Когда наутро он вернулся, в нем ничего не изменилось. Шли дни, они складывались в недели и месяцы, и все же, хотя мало-помалу Франсуа начал обращаться с другими детьми по-прежнему, со старшим он держался враждебно. Встречались они теперь нечасто, и Франсуа в общении с Габриэлем неизменно хранил молчание — кроме тех случаев, когда что-то сказать было совершенно необходимо.
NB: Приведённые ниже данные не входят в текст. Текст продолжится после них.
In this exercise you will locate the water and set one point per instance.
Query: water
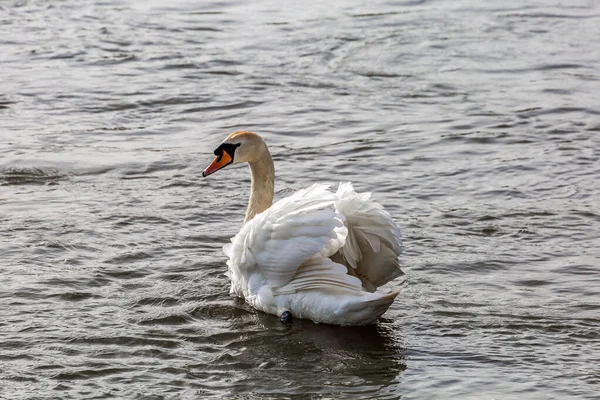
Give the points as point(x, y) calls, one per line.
point(476, 124)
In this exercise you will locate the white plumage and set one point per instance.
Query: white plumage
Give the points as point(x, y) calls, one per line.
point(318, 254)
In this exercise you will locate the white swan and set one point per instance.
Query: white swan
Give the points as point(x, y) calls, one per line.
point(316, 254)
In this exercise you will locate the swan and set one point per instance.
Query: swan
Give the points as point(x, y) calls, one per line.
point(316, 254)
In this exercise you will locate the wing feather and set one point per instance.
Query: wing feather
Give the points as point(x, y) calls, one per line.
point(292, 231)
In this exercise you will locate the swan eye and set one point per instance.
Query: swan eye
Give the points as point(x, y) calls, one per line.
point(229, 148)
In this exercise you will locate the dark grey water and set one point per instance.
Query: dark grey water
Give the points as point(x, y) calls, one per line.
point(477, 125)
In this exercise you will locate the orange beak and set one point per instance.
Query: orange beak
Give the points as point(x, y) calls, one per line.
point(219, 162)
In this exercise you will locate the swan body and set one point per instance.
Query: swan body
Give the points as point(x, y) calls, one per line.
point(317, 254)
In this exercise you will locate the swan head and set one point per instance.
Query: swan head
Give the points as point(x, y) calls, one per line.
point(239, 147)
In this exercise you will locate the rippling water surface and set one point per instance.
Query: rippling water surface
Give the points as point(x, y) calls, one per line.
point(476, 124)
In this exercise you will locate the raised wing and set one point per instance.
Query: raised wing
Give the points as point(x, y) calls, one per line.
point(302, 227)
point(373, 243)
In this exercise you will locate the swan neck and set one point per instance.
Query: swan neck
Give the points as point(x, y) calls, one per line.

Он перестал брать Габриэля с собой в море, никогда не оставался с Габриэлем один на один в доме, не садился с Габриэлем за стол, не позволял другим детям говорить с ним о Габриэле — и не желал слушать от самого Габриэля никаких увещеваний и ничего касающегося того, что сказал и сделал его покойный отец в ту бурную ночь.
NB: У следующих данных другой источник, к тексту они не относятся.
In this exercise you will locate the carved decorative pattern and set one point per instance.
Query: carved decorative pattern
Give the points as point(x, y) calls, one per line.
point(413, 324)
От этого последовательного жестокого обращения, исключавшего его из круга домашних, от изнурительного бремени все тех же сомнений, которые никогда не покидали его, а в первую очередь из-за неуемных терзаний собственной совести, вызванных ощущением, что он уклоняется от ответственности, взять которую на себя — его великий и главный долг, Габриэль зачах и переменился настолько, что даже Перрина с трудом узнавала его. Но никакие муки совести, никакое дурное обращение дома, никакое самобичевание за то, что он, добрый католик, не исполнил долга и не исповедался, не могли заставить Габриэля выдать свою тайну, под гнетом которой из него понемногу уходила сама жизнь. Он знал: стоит ему выдать ее, и на его семье навсегда останется пятно подозрений, даже если отца признают невиновным, — и не только на его семье, но и на Перрине, которой вскоре предстояло войти в нее, — и это позорное пятно не смыть при их жизни, при жизни их поколения. Когда весь мир смотрит на тебя с упреком, это ужасно даже в многолюдном городе, где многие соседи, даже ближайшие, нам чужие, — но гораздо ужаснее это в деревне, где чужих не бывает, где все говорят о нас и знают о нас, где нам негде спрятаться от тирании злого языка. У Габриэля не хватало духу смириться с этим и обречь себя на пожизненное бесчестье — на такое он не мог решиться даже в священных интересах правосудия, искупления и истины.
Глава IV
Габриэль еще пребывал в прострации под гнетом страданий, которые истощали все его умственные и телесные силы, когда во всей Бретани разразилось бедствие, на некоторое время отодвинувшее все житейские невзгоды на второй план. В те годы буря Французской революции, давно набиравшая силу, обрела размах урагана. У власти оказались те вожди новой Республики, чье безумие достигло последних, страшнейших пределов: они решили ввести декрет об истреблении религии и ниспровержении всех ее внешних символов по всей стране, в которой они теперь правили. В Париже и его окрестностях этот декрет уже выполнялся в точности, а теперь солдаты Республики двинулись на Бретань, и во главе их стояли командиры, получившие приказ искоренить христианскую веру в последней, самой стойкой ее твердыне, еще оставшейся во Франции.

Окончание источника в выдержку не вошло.